Although greatly saddened by the barbaric murder on June 2 of Fr. Ragheed Gani and three of his subdeacons in Mosul, the “Christian community has found great strength in his death,” a local youth who visited the fallen Chaldean priest’s family told AsiaNews.
“His father and mother are suffering a lot but with great dignity. They have no more tears to shed. Now every Sunday you can see a crowd walking in procession with Ragheed’s parents to his tomb. It is a beautiful example of the legacy this priest left. He was a great role model to everyone, especially the young, and gave much courage to his fellow priests.”
“Iraqi Christians have great faith,” said another student, originally from Mosul. “But there are no words to instil hope. The only thing you can do is be with them, share their pain, and remind them that where there is death, there is resurrection.”
“We are happy about the pope’s Angelus appeal yesterday,” said eagerly an Iraqi nun. “Every time the pope talks about Iraq we feel relieved. Iraqi Christians just don’t want to be forgotten. They’d like to see representatives of the Church come and visit them; share some of their pain even if only for a short while.”

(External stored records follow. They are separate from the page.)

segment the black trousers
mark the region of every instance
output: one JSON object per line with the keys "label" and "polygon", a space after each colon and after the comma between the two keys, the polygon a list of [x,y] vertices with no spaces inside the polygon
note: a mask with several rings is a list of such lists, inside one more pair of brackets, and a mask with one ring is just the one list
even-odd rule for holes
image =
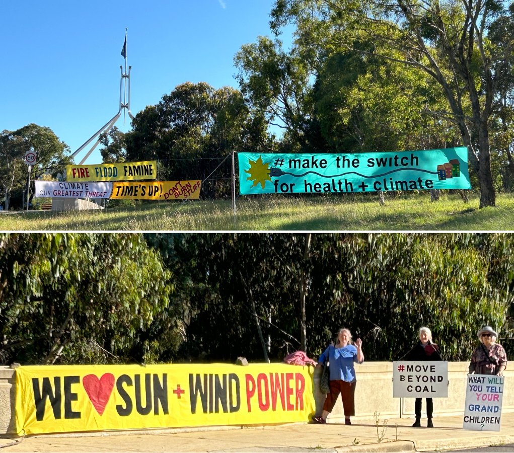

“I think that one day Iraq will be different,” said a Chaldean novice.” Our country does not have water but blood to irrigate the land and this blood cannot be shed in vane. I am convinced that it will nurture a new Iraq, better than the one we have now. One day.”
Relations with Muslims
Where the government is impotent to guarantee security to its citizens, neighbours give a helping hand. Many Muslim families have given shelter to their Christian friends from Baghdad at their own peril.
“Muslims appreciate our being different,” said a group of Iraqis contacted by AsiaNews. “They are aware that what they do not have—freely given love and forgiveness—they can learn from us. One of the Muslim mothers who registered their daughters in Christian-run schools told us this.”
Another example of the value of Christian witness goes back to Father Ragheed’s murder. A Muslim butcher was the first who tried to stop the attackers, imploring them not to kill the priests and his subdeacons because “they are men of peace.”